Aucun bruit, pas même le tic-tac d’une pendule.

Elle repoussa les couvertures et posa les pieds par terre. Au contact de la moquette aux fibres grossières sur sa peau à vif, elle réprima un gémissement.

Dans la pénombre, elle prit la mesure de la pièce. Un papier peint à fleurs qui n’avait pas été changé depuis des années. Une vilaine commode contre le mur. L’air sentait l’humidité, sous laquelle affleurait un relent plus ancien.

Galya se hissa péniblement sur ses jambes. Elle réussit à tenir debout, mais s’abattit aussitôt contre la commode. Elle s’y appuya un instant, attendant que son équilibre revienne, puis s’approcha de la fenêtre et écarta le mince rideau.

Un panneau d’un seul tenant, sans poignée. La vitre était opacifiée par une couche de peinture noire. De minuscules écailles sur les bords laissaient filtrer un peu de lumière. Çà et là, la peinture avait été grattée à l’ongle, semblait-il. Sans réfléchir, Galya fit de même, éprouvant elle aussi la résistance de la peinture.

Qui pouvait bien peindre une fenêtre ? Pourquoi ?

Quelqu’un qui avait des choses à cacher, pensa-t-elle.

La peur s’éveilla en elle. Un frémissement, déjà prêt à grandir.

Galya traversa la chambre en se tenant au mur. Elle savait avant même d’essayer que la porte serait fermée à clé. Le battant se calait au millimètre près dans le chambranle, sans le moindre jeu. Elle effleura l’épaisse peinture du bout des doigts, sentit les fragments qu’on avait arrachés.

Appliquant sa joue contre le bois froid et lisse, elle tendit l’oreille à nouveau. Aucun bruit, aucun mouvement derrière la porte.

Galya inspira profondément, retint son souffle le temps d’une hésitation, puis lança : « Il y a quelqu’un ? »

Le silence d’un cimetière. Pas même le bourdonnement lointain de la circulation.

Elle posa une main contre le panneau de bois peint et ne bougea plus, comme s’il était possible de sentir battre le cœur de la maison, puis frappa deux fois.

« Il y a quelqu’un ? » répéta-t-elle, plus fort.

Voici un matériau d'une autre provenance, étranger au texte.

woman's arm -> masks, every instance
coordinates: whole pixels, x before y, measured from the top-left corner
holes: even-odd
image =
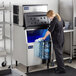
[[[45,36],[42,39],[45,40],[48,35],[50,35],[49,31],[46,32]]]

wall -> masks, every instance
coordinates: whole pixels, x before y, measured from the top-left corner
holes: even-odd
[[[2,1],[6,4],[9,2],[12,4],[48,4],[48,10],[52,9],[58,12],[58,0],[0,0],[0,3]]]

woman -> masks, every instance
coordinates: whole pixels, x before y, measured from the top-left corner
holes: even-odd
[[[65,73],[64,61],[63,61],[63,44],[64,44],[64,33],[63,26],[64,22],[59,16],[59,14],[55,14],[53,10],[49,10],[47,12],[47,17],[52,20],[50,22],[50,26],[45,36],[42,39],[46,39],[46,37],[51,33],[53,48],[56,55],[57,68],[55,69],[56,73]]]

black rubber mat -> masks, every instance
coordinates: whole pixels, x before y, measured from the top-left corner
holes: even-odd
[[[42,71],[28,73],[27,76],[76,76],[76,69],[66,66],[65,74],[55,74],[53,68],[49,70],[42,70]]]

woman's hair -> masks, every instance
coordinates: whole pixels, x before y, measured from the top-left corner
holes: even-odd
[[[61,21],[61,17],[60,17],[60,15],[58,13],[55,14],[55,12],[53,10],[49,10],[47,12],[47,16],[49,16],[49,17],[53,17],[54,15],[57,16],[59,21]]]

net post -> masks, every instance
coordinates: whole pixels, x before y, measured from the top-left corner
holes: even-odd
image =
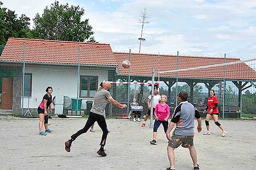
[[[131,63],[131,49],[129,50],[129,62]],[[127,99],[127,116],[129,114],[129,107],[130,107],[130,72],[131,71],[131,67],[130,66],[128,70],[128,97]]]
[[[155,84],[155,67],[152,68],[151,99],[150,100],[150,128],[153,128],[153,97]]]
[[[226,54],[224,54],[224,63],[226,63]],[[224,83],[224,92],[222,97],[222,118],[224,118],[224,107],[225,107],[225,97],[226,94],[226,65],[224,65],[224,73],[223,73],[223,83]]]
[[[23,69],[22,69],[22,115],[23,116],[23,107],[24,107],[24,86],[25,82],[25,56],[26,56],[26,42],[23,43]]]
[[[78,105],[79,105],[79,83],[80,80],[80,54],[81,54],[81,46],[79,45],[79,58],[78,58],[78,69],[77,69],[77,89],[76,94],[76,114],[77,116],[78,112]],[[81,111],[80,111],[81,113]]]
[[[179,52],[177,52],[177,63],[176,63],[176,67],[177,67],[177,72],[176,73],[176,105],[177,106],[177,82],[178,82],[178,73],[179,73]]]

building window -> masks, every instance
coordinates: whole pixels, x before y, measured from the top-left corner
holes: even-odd
[[[80,97],[92,98],[98,89],[97,76],[80,76]]]
[[[31,97],[32,92],[32,73],[25,73],[24,79],[24,96]]]

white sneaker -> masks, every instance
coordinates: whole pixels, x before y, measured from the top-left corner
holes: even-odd
[[[222,131],[222,134],[221,135],[222,137],[225,137],[225,135],[226,135],[227,132],[225,130],[224,130]]]
[[[207,131],[205,131],[205,133],[204,133],[203,134],[204,135],[210,135],[210,131],[207,130]]]

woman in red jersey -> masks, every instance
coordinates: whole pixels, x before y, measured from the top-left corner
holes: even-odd
[[[221,136],[224,137],[226,135],[226,131],[224,130],[224,128],[218,121],[218,99],[215,96],[215,92],[213,90],[210,90],[210,97],[209,97],[207,100],[207,107],[204,110],[204,113],[207,112],[208,113],[205,117],[205,125],[207,126],[207,131],[204,133],[204,135],[210,134],[209,129],[210,126],[209,125],[209,121],[210,118],[213,118],[215,125],[218,126],[222,132]]]

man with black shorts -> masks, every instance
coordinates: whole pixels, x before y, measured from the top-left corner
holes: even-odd
[[[193,145],[194,137],[194,119],[196,118],[198,122],[197,131],[202,130],[201,118],[197,109],[191,103],[188,103],[188,93],[181,91],[177,95],[180,102],[179,105],[174,110],[174,114],[169,124],[166,137],[169,140],[167,146],[168,158],[170,167],[167,169],[175,169],[174,165],[174,149],[181,146],[188,148],[190,155],[193,161],[194,169],[200,169],[197,164],[196,151]],[[172,137],[170,132],[176,124]]]
[[[161,99],[161,96],[158,94],[158,90],[155,89],[154,90],[154,96],[153,96],[153,114],[154,113],[155,113],[155,106],[156,105],[156,104],[159,103],[160,99]],[[142,124],[141,124],[141,127],[145,126],[146,122],[148,118],[148,117],[150,116],[151,100],[151,95],[150,95],[147,97],[147,108],[148,108],[147,113],[147,114],[146,114],[144,116],[144,121],[142,123]]]
[[[97,153],[101,156],[106,156],[104,150],[104,146],[106,144],[106,137],[109,130],[108,130],[106,120],[103,116],[103,112],[105,110],[106,105],[108,101],[109,101],[121,109],[126,108],[127,107],[126,104],[120,104],[112,98],[109,91],[110,89],[110,87],[111,84],[110,82],[104,82],[102,87],[97,91],[93,99],[93,105],[90,109],[89,118],[87,120],[84,128],[79,130],[76,133],[73,134],[71,136],[71,139],[65,142],[65,150],[67,152],[70,152],[70,147],[72,142],[79,135],[86,133],[92,125],[97,121],[103,132],[100,143],[101,147]]]

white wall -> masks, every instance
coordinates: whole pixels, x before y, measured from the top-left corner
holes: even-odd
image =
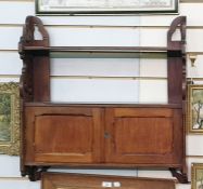
[[[180,15],[186,15],[188,19],[187,52],[203,53],[202,10],[203,1],[180,2]],[[35,14],[34,0],[0,0],[0,82],[18,81],[22,62],[17,54],[17,42],[25,17]],[[40,18],[50,33],[51,45],[165,46],[166,31],[176,16],[41,16]],[[189,78],[193,77],[199,80],[203,78],[202,60],[203,55],[199,55],[196,69],[191,69],[188,59]],[[139,76],[148,78],[135,80]],[[51,77],[51,97],[55,102],[164,103],[167,100],[165,59],[52,58]],[[68,89],[71,93],[67,95],[58,93],[58,87],[62,86]],[[80,94],[84,89],[86,93],[83,93],[83,96],[76,95]],[[112,89],[109,95],[101,95],[100,92],[106,89]],[[202,141],[203,135],[187,136],[189,178],[191,163],[203,162],[203,148],[196,145]],[[40,181],[30,183],[27,178],[21,177],[18,161],[18,157],[0,156],[0,188],[39,189]],[[60,171],[76,172],[74,170]],[[162,170],[110,170],[105,172],[77,170],[77,172],[172,178],[168,171]],[[190,185],[179,184],[177,188],[189,189]]]

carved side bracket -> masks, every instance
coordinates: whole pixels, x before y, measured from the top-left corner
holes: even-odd
[[[36,27],[41,33],[42,40],[35,39]],[[20,81],[21,97],[25,102],[31,102],[34,99],[34,55],[29,52],[25,52],[26,46],[49,46],[49,35],[45,29],[42,22],[36,16],[26,17],[26,22],[23,27],[23,36],[21,37],[18,43],[18,53],[23,59],[22,76]]]
[[[22,176],[28,175],[30,181],[37,181],[41,179],[41,174],[47,172],[50,166],[26,166],[25,173]]]

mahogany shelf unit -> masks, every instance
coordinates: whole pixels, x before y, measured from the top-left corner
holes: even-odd
[[[42,39],[35,40],[38,27]],[[180,40],[172,40],[180,30]],[[18,44],[21,76],[21,172],[40,179],[50,166],[164,167],[187,183],[186,17],[175,18],[167,46],[50,46],[42,22],[28,16]],[[50,100],[50,56],[56,53],[166,54],[168,103],[56,104]]]

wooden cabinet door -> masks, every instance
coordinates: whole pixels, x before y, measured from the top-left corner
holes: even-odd
[[[175,180],[123,176],[46,173],[41,189],[175,189]]]
[[[105,111],[105,161],[150,166],[182,162],[181,110],[109,108]]]
[[[27,163],[97,163],[102,159],[102,109],[26,107]]]

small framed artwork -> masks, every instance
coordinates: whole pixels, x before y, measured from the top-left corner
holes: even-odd
[[[192,163],[191,189],[203,189],[203,163]]]
[[[203,85],[188,86],[188,131],[203,134]]]
[[[20,153],[20,91],[17,83],[0,83],[0,153]]]
[[[36,0],[36,14],[178,13],[178,0]]]

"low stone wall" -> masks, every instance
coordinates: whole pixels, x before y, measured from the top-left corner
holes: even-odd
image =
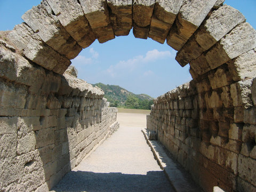
[[[206,191],[254,191],[256,78],[236,82],[230,69],[222,66],[156,99],[147,128]]]
[[[1,191],[48,191],[119,127],[103,92],[68,72],[0,42]]]

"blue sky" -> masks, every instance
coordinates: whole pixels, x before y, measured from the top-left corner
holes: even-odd
[[[23,22],[21,15],[38,0],[0,0],[0,30],[11,30]],[[226,0],[225,3],[239,10],[256,28],[255,0]],[[191,79],[189,67],[180,67],[175,60],[176,51],[151,38],[116,37],[104,44],[96,40],[71,61],[78,70],[78,77],[92,84],[119,85],[136,94],[157,97]]]

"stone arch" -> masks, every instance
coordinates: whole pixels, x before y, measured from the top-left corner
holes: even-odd
[[[104,43],[132,28],[135,37],[166,40],[178,51],[180,65],[189,63],[193,80],[155,100],[148,128],[157,131],[158,139],[205,190],[218,185],[254,190],[256,31],[223,1],[43,0],[22,16],[25,23],[1,33],[3,86],[20,91],[27,106],[29,96],[17,83],[40,102],[46,100],[50,109],[57,107],[54,102],[61,105],[57,92],[62,100],[71,94],[100,102],[100,90],[61,76],[70,59],[96,38]],[[44,81],[29,79],[26,74],[31,73]],[[15,83],[9,86],[10,81]],[[51,96],[37,95],[39,83]],[[43,124],[44,118],[39,120]]]

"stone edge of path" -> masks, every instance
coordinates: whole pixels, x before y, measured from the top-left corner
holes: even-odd
[[[168,156],[163,147],[158,141],[149,140],[149,131],[147,129],[142,128],[141,132],[157,163],[176,191],[203,191],[199,187],[192,183],[191,181],[193,180],[188,178],[188,175],[185,175],[184,171],[182,171],[177,163]]]

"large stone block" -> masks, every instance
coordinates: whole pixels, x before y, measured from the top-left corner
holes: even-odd
[[[246,52],[228,63],[234,81],[255,77],[256,70],[256,49]]]
[[[155,0],[134,0],[132,19],[133,35],[136,38],[147,39],[154,11]]]
[[[239,155],[238,162],[239,177],[256,186],[256,160]]]
[[[214,11],[177,53],[176,60],[185,66],[209,49],[237,25],[245,21],[238,10],[225,5]]]
[[[252,86],[251,87],[252,93],[252,99],[254,106],[256,106],[256,78],[253,79]]]
[[[230,85],[231,97],[234,106],[244,106],[247,108],[252,106],[252,101],[250,97],[251,92],[250,89],[251,85],[251,79],[239,81]]]
[[[255,47],[256,30],[245,22],[222,38],[206,53],[205,58],[211,69],[215,69]]]
[[[22,18],[46,44],[69,59],[75,58],[82,51],[82,48],[52,14],[46,0],[27,11]]]
[[[175,26],[167,37],[167,43],[179,51],[201,25],[217,0],[185,0],[180,10]]]
[[[1,106],[24,108],[26,94],[25,86],[0,81]],[[19,97],[18,97],[17,95]]]
[[[34,131],[26,133],[22,137],[18,137],[17,154],[20,155],[35,150],[36,138]]]
[[[36,148],[45,147],[54,143],[54,128],[43,129],[35,131]]]
[[[42,41],[25,23],[14,27],[7,37],[28,59],[43,67],[62,74],[71,61]]]
[[[156,1],[148,37],[163,44],[182,4],[182,1]]]
[[[256,124],[256,107],[253,107],[244,111],[244,122],[245,123]]]
[[[128,35],[132,28],[132,1],[107,0],[112,27],[117,36]]]
[[[225,66],[209,73],[208,78],[213,90],[230,85],[233,82],[232,77],[229,74],[228,69],[224,67]]]
[[[47,0],[54,14],[67,31],[83,48],[89,46],[95,39],[78,1]]]
[[[81,0],[79,2],[99,42],[103,43],[115,38],[107,2],[103,0]]]
[[[16,156],[17,147],[17,134],[0,134],[0,158],[1,159],[14,157]]]
[[[15,133],[17,131],[18,117],[0,117],[0,134]]]
[[[198,75],[204,74],[211,70],[211,67],[204,54],[202,54],[197,59],[191,60],[189,65],[190,66],[190,69],[193,69],[195,73],[194,76],[196,78]]]

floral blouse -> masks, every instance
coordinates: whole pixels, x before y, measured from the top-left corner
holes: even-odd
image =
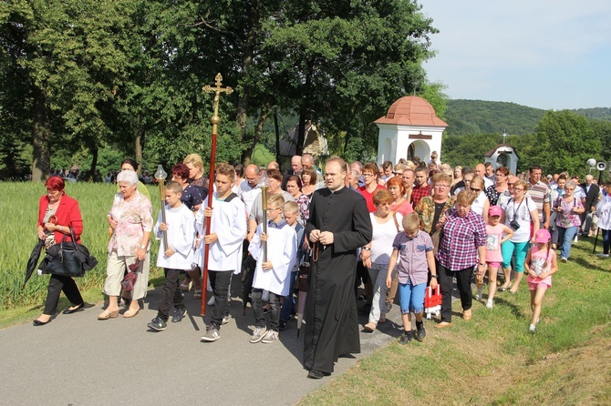
[[[583,208],[581,198],[574,198],[573,200],[566,201],[564,198],[558,198],[554,202],[554,209],[562,208],[561,212],[556,212],[556,226],[563,228],[568,228],[573,226],[581,226],[581,218],[576,213],[572,213],[573,208]]]
[[[126,201],[122,194],[117,193],[109,214],[119,221],[109,242],[109,253],[117,251],[119,257],[135,256],[144,233],[152,230],[150,200],[137,190],[129,201]]]

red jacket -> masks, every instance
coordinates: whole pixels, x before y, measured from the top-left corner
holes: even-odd
[[[43,218],[45,218],[45,212],[47,208],[49,205],[49,199],[47,195],[44,195],[40,198],[40,202],[38,203],[38,223],[37,226],[45,227],[43,224]],[[77,237],[77,241],[80,240],[80,235],[83,233],[83,218],[80,216],[80,209],[78,208],[78,202],[70,198],[69,196],[64,195],[59,200],[59,206],[57,206],[57,210],[55,213],[55,217],[57,218],[58,226],[72,226],[74,228],[74,234]],[[55,240],[58,243],[62,240],[64,236],[66,237],[67,241],[71,241],[72,238],[59,231],[54,231]]]

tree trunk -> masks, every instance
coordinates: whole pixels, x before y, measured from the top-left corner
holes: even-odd
[[[280,127],[278,127],[278,109],[274,110],[274,127],[275,128],[275,161],[280,163]]]
[[[142,164],[142,144],[144,143],[144,127],[142,127],[142,115],[138,116],[138,129],[136,130],[136,144],[134,146],[136,151],[136,162],[138,162],[139,169]]]
[[[95,146],[93,148],[91,148],[91,168],[89,169],[89,182],[94,182],[95,181],[95,177],[96,177],[96,167],[98,167],[98,155],[99,153],[99,149],[98,148],[98,146]]]
[[[32,93],[34,96],[32,181],[39,182],[47,179],[51,171],[51,154],[48,149],[51,130],[45,95],[36,86],[34,86]]]

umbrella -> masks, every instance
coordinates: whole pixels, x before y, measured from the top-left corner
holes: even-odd
[[[27,260],[27,268],[26,268],[26,279],[24,279],[24,285],[21,287],[22,289],[26,288],[26,283],[27,283],[27,280],[34,273],[34,269],[36,269],[36,265],[38,265],[38,259],[40,259],[40,252],[42,251],[44,246],[45,246],[45,240],[38,239],[38,242],[34,247],[34,249],[32,249],[30,259]]]
[[[299,267],[299,295],[297,296],[297,337],[301,330],[301,324],[304,320],[304,310],[306,310],[306,298],[307,298],[307,289],[309,282],[307,280],[310,273],[310,263],[304,262]]]

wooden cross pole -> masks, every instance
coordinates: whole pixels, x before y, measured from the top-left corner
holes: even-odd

Quelque chose lui répondit.

Elle recula.

Le hurlement venait de plus haut. La plainte d’un chien blessé, ou d’une bête attendant son heure à l’abattoir.

Galya n’essaya plus d’appeler.

Elle retourna s’asseoir sur le lit. Là, elle réfléchit en se mordillant l’ongle du pouce, luttant contre la peur qui lui tenaillait le ventre, pour ne pas la laisser envahir son esprit et lui ôter toute raison.

Cet homme, Billy Crawford, n’avait pas l’intention de l’aider. Inutile de nier l’évidence. Alors, que voulait-il faire ? Les griffures sur la vitre et la porte — quelqu’un avait déjà été enfermé ici. Quelqu’un qui avait gratté la peinture de ses ongles pour tenter de s’échapper.